Bank Indonesia akhirnya memenangkan SRBI tenor terpanjang dengan bunga diskonto sekitar 7,20%, tertinggi sejak lelang pertengahan Agustus lalu. Nilai penawaran yang dimenangkan juga lebih kecil Rp16,3 triliun atau 88,39% dari nilai yang masuk. Persentase itu lebih kecil dibanding lelang sebelumnya.

Kenaikan bunga SRBI yang terus berlanjut ditengarai menjadi jurus BI agar investor asing kembali masuk ke pasar domestik. Maklum, dalam sebulan terakhir, kepemilikan asing di instrumen baru itu turun. 
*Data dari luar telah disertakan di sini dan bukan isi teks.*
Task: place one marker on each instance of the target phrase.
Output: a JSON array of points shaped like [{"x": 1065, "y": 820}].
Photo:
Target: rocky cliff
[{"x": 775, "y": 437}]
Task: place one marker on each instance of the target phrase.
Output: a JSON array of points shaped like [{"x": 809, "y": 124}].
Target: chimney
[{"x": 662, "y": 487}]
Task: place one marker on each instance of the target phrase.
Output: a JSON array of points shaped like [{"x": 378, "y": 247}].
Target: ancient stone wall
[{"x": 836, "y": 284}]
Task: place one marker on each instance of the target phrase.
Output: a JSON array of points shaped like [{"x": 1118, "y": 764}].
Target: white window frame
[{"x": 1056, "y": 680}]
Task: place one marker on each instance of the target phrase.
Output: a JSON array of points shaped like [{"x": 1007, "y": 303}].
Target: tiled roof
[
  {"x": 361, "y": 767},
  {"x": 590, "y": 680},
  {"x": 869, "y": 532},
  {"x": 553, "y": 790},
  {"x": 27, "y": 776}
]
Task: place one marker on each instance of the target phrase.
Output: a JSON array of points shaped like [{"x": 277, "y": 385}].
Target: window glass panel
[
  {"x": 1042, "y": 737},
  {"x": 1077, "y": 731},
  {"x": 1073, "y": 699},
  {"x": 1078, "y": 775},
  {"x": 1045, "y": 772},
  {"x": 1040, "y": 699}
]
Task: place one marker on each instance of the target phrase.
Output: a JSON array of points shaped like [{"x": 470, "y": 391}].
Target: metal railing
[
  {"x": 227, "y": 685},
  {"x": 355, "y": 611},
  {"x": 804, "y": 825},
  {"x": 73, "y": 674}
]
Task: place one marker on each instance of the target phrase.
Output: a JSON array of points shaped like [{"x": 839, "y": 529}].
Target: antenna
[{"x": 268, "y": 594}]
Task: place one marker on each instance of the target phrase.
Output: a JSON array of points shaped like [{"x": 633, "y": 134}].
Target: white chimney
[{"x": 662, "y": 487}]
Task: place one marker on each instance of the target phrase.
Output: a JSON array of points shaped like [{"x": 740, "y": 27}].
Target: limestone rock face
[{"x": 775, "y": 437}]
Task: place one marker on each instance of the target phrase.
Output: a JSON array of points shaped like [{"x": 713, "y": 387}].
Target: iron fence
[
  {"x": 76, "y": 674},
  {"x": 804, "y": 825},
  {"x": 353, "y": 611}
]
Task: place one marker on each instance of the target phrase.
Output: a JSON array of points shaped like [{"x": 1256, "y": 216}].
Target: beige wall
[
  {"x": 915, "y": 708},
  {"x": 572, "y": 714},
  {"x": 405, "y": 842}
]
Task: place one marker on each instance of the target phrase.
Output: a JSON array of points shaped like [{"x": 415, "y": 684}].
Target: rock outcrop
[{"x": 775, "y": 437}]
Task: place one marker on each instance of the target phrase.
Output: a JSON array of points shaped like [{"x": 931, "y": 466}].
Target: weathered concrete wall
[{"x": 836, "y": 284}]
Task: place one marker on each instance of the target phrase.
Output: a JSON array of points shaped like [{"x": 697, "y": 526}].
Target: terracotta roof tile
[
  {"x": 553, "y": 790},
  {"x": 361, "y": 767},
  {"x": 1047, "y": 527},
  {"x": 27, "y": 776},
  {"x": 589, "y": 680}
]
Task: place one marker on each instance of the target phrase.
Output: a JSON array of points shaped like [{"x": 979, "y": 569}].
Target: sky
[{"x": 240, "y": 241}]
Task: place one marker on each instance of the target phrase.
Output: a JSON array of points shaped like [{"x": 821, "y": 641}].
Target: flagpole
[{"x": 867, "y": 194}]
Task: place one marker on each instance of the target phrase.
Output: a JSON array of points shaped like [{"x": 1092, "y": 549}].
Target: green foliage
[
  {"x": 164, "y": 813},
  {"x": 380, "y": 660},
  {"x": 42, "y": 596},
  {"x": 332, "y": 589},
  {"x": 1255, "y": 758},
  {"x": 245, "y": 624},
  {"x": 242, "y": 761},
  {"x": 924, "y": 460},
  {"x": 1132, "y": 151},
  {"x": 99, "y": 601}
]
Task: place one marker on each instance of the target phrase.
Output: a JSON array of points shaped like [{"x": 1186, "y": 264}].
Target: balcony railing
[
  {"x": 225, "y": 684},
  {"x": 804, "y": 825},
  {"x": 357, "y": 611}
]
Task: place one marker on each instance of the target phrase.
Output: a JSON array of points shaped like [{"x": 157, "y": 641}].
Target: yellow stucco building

Mengacu data statistik, penempatan asing di SRBI sudah melorot sedikitnya Rp4,39 triliun menjadi tinggal Rp250,18 triliun per 18 November. Proporsi kepemilikan asing di SRBI yang memberikan bunga tinggi itu juga anjlok tinggal 25,82% dari sebesar 27,23% pada bulan sebelumnya.

Adapun lokal semakin tinggi kepemilikannya di SRBI sebesar Rp38,34 triliun dalam sebulan terakhir atau naik 5,34% menjadi Rp718,64 triliun. Laju penguasaan SRBI oleh lokal yang melampaui asing, akan memantik situasi crowding out lebih rumit ke depan.

Analis mencermati, terakhir kali SRBI & SVBI kehilangan daya tarik adalah pada bulan Maret dan April, ketika pelemahan nilai rupiah mencapai puncak. Overshooting nilai tukar rupiah baru berakhir setelah BI menaikkan suku bunga kebijakannya sebesar 25 bps menjadi 6,25% pada bulan April lalu.

"Tampaknya investor, terutama investor asing, mengantisipasi depresiasi rupiah yang akan berlanjut hingga Desember," kata Lionel Priyadi, Fixed Income and Macro Strategist Mega Capital Sekuritas.

Alhasil, mengerek bunga SRBI seakan menjadi satu-satunya jalan bagi bank sentral saat ini yang dalam pengumuman bunga acuan pekan lalu memastikan akan makin agresif memakai instrumen itu untuk menjaga stabilitas rupiah.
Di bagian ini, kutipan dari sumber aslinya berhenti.